The epigenetic landscape – mostly referring to histone modifications (methylation and acetylation) and DNA methylation – are reset when a cell is reprogrammed. This process can be incomplete, and how much of the old epigenetic marks remain is still an unknown. This is a fundamental part of the reprogramming process and can have implications on pluripotency and differentiation capacity. The role of the epigenome in the process of reprogramming is only recently being fully appreciated. Recent research suggests that reprogramming is, indeed, being thought of largely as a process determined by epigenetic remodeling.
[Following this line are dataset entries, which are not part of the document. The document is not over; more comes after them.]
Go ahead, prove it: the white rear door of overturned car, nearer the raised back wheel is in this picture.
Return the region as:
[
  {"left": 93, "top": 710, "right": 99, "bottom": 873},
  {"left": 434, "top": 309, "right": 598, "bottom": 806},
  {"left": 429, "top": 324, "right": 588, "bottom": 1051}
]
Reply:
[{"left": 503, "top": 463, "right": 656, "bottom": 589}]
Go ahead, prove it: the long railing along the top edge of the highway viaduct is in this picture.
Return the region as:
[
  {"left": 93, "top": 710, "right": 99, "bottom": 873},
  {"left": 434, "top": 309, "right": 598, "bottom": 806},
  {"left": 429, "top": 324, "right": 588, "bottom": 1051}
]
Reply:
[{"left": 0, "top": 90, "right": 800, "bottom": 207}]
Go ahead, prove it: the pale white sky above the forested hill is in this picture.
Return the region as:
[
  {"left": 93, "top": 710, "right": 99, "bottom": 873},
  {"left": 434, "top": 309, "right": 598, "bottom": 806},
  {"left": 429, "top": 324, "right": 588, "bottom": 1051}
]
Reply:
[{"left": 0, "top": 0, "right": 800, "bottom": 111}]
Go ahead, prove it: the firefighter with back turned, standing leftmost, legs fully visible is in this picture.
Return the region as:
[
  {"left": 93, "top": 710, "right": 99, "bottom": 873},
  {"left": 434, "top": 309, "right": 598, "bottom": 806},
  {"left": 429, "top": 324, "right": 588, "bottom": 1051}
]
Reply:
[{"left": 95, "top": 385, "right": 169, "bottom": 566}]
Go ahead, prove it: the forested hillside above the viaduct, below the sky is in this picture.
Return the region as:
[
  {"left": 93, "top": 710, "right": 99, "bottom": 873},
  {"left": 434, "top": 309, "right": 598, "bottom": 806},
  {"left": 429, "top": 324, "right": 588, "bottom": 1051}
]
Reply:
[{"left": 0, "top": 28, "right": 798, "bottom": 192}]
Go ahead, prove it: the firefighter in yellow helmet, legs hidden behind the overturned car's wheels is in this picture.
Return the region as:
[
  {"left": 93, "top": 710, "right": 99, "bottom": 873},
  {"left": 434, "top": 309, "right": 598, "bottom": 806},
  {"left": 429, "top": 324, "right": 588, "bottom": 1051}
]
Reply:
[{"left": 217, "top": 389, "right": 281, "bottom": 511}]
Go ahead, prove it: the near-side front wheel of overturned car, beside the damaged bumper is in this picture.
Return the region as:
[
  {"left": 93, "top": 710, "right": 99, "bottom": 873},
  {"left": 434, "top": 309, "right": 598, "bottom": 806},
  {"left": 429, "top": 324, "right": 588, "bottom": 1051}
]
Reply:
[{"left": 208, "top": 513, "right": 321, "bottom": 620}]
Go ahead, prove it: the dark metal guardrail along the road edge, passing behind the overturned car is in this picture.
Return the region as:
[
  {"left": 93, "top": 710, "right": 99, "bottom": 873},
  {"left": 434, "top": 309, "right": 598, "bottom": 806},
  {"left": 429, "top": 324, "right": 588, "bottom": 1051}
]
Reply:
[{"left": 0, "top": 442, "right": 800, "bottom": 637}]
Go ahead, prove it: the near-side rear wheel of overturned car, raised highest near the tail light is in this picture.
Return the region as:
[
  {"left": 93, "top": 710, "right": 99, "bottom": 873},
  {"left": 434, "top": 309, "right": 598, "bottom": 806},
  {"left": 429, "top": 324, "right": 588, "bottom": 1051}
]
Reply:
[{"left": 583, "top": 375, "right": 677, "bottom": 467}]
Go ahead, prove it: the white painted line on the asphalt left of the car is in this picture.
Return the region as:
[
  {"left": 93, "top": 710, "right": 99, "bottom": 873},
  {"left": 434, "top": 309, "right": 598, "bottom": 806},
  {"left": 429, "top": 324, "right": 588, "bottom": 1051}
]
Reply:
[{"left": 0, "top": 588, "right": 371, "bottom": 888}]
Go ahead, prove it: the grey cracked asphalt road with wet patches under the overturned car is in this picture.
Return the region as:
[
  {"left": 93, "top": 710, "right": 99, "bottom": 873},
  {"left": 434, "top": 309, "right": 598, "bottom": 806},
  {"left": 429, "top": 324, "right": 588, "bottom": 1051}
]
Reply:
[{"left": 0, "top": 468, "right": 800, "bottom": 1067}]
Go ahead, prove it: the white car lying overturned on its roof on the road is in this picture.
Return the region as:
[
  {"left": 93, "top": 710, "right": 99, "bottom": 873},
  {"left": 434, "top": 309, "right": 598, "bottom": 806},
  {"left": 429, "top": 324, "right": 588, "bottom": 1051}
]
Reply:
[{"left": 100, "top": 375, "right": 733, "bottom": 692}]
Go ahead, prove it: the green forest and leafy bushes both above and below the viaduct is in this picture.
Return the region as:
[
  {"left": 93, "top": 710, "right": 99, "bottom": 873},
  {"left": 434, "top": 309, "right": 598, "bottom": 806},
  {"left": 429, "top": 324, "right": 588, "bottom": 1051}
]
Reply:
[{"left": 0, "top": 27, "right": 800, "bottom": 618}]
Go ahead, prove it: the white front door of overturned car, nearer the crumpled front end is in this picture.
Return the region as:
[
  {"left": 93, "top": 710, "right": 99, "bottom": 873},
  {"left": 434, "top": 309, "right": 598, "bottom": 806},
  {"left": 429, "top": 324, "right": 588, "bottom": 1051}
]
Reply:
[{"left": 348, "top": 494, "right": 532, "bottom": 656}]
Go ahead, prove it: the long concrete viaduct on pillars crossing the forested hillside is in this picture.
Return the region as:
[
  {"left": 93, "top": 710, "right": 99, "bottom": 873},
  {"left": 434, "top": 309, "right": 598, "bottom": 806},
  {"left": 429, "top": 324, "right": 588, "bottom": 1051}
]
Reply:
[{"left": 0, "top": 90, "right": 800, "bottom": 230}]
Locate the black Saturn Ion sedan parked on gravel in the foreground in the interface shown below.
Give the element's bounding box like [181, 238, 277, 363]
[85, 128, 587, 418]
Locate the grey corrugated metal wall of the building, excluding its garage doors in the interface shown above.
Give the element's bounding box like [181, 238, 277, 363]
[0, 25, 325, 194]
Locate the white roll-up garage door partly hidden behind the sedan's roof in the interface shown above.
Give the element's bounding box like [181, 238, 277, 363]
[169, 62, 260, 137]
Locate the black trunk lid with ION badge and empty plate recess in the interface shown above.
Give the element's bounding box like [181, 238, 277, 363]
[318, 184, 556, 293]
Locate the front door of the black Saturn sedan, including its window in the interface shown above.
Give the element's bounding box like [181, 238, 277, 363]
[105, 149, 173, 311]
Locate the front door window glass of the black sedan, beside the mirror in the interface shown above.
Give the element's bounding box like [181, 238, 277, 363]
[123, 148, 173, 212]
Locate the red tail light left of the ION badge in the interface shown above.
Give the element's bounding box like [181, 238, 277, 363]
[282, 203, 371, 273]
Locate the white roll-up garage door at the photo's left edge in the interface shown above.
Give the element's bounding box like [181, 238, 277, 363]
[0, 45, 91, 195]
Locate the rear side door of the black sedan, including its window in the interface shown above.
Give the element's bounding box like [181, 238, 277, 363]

Churko says that most epigenetic differences observed have not prevented the potential in using iPSCs. “Even with these epigenetic differences, iPSCs maintain their pluripotent state and are capable in differentiating to various cell types. Also, if there are differences in epigenetic marks in genomic regions not being expressed, these differences may not impact the function of the cells.”

Churko explains that there are other factors at play, too, for example “continual culturing and passaging of hiPSCs over time can result in genetic modifications.”

Despite the challenges, he and others feel that the first places that may see clinical advancements are in diseases of the eye, blood diseases and Duchenne muscular dystrophy or other muscle diseases.

There are still many questions to be answered regarding the process of reprogramming and the resulting iPSCs. However, over the last decade, iPSCs have risen to the top of the list of the most powerful research tools.

As Churko says, with enthusiasm, “The field is wide open and we are just beginning to figure out the full potential of iPSCs. It is just a matter of time before more uses come out of them.”